Para finalizar, devo dizer que o livro se presta múltiplos objetivos – o teórico, o de se conhecer personagens emblemáticos da história da humanidade; ainda mais, o de se conhecer as diversas práticas adotadas na terapia analítica, de maneira suave, em seus primórdios; e, para mim, o central, que é o de expor as contradições e os pensamentos dos seres humanos inquietos na busca dos seus alicerces para viver. Para aqueles que estão justamente em meio a tais questionamentos, pode ser exemplar e muito útil, principalmente no sentido de se olhar para suas conquistas e escolhas, e abraçá-las como sendo realmente suas.

(1)    Breuer (Josef) – médico austríaco (Viena – 1842-1925), conhecido principalmente por sua colaboração com Freud de 1882 a 1895, período fundamental tanto para a compreensão da histeria como para o início da elaboração da teoria do inconsciente e do método analítico, antecipado por Breuer com o nome de método catártico. [Grande Enciclopédia Larrousse Cultural – 1995/1998 – pág. 949]; Nietzsche (Friedrich Wilhelm), filósofo alemão (1844-1900). [...] A crítica que Nietzsche faz do idealismo metafísico, ou “ontoteologia”, focaliza as categorias do idealismo (ser, essência, sujeito) e os valores morais que o condicionam, e propõe nova abordagem: a genealogia dos valores. Questionar o valor dos valores morais implica descrever sua origem e sua história.
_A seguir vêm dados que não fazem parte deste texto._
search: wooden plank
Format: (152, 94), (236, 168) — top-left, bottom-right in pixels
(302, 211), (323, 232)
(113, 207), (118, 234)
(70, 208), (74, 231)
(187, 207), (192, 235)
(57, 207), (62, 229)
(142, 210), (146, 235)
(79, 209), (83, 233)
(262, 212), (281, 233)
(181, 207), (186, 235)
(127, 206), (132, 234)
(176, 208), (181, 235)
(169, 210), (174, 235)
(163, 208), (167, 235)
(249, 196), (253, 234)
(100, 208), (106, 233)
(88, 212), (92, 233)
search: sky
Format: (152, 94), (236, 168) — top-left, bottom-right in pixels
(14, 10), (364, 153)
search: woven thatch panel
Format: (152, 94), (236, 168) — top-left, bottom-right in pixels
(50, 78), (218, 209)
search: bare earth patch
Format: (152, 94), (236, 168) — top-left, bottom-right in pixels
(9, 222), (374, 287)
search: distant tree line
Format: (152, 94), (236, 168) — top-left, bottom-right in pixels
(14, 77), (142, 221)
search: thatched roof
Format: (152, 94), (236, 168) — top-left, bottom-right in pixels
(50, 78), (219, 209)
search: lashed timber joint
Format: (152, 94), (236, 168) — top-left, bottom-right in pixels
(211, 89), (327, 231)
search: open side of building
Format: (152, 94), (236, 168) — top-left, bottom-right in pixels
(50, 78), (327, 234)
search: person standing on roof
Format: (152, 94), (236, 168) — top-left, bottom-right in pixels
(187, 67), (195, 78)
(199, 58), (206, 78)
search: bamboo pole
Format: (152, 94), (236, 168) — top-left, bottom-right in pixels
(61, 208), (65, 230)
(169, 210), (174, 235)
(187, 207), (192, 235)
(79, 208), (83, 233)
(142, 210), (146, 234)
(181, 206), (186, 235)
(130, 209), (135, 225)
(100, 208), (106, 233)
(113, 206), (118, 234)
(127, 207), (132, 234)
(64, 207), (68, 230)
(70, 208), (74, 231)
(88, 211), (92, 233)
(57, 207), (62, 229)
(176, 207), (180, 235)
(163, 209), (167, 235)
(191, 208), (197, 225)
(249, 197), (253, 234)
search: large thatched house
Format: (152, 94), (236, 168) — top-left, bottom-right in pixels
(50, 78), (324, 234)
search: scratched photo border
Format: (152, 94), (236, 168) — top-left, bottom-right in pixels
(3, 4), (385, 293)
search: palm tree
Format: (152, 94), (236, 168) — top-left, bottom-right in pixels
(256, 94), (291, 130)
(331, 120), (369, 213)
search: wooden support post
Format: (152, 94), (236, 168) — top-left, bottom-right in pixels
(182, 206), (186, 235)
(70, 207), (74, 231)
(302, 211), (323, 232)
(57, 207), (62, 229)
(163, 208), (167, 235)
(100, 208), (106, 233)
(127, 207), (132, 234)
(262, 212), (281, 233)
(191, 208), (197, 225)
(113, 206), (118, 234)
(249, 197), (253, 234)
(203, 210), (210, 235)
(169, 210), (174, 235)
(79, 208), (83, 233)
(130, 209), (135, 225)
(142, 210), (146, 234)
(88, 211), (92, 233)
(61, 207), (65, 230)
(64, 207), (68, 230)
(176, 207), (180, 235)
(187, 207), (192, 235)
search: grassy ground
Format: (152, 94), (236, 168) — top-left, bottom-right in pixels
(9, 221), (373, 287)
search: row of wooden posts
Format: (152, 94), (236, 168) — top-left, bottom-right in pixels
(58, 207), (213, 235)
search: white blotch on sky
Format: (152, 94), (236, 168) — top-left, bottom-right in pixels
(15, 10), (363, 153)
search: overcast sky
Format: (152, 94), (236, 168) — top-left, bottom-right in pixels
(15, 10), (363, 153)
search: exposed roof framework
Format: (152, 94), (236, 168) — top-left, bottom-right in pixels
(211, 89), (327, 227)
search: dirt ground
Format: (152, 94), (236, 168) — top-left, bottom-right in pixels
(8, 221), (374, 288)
Para Nietzsche, os valores morais originam-se da reação dos fracos, que colocam o bem como a negação das ações dos poderosos. [...] Advogando a eliminação desse modo de ver, Nietzsche propõe substituí-lo pela vontade da potência, da qual deveria surgir um super-homem criador, além do bem e do mal. [Idem – pág. 4210].
Traduzindo para a linguagem popular, Nietzsche contesta a submissão do ser humano, do “fraco”, aos desígnios de sua própria história – inclusive o apelo deste aos valores religiosos, sobre-humanos, para alterá-los. O homem faz a sua própria história, tendo total poder para tal. Por isso o título da obra – “Quando Nietzsche Chorou” – evoca sua própria cura em detrimento de sua filosofia de vida, ou seja, todos nós temos nossas fraquezas. E não há demérito nenhum em assumi-las!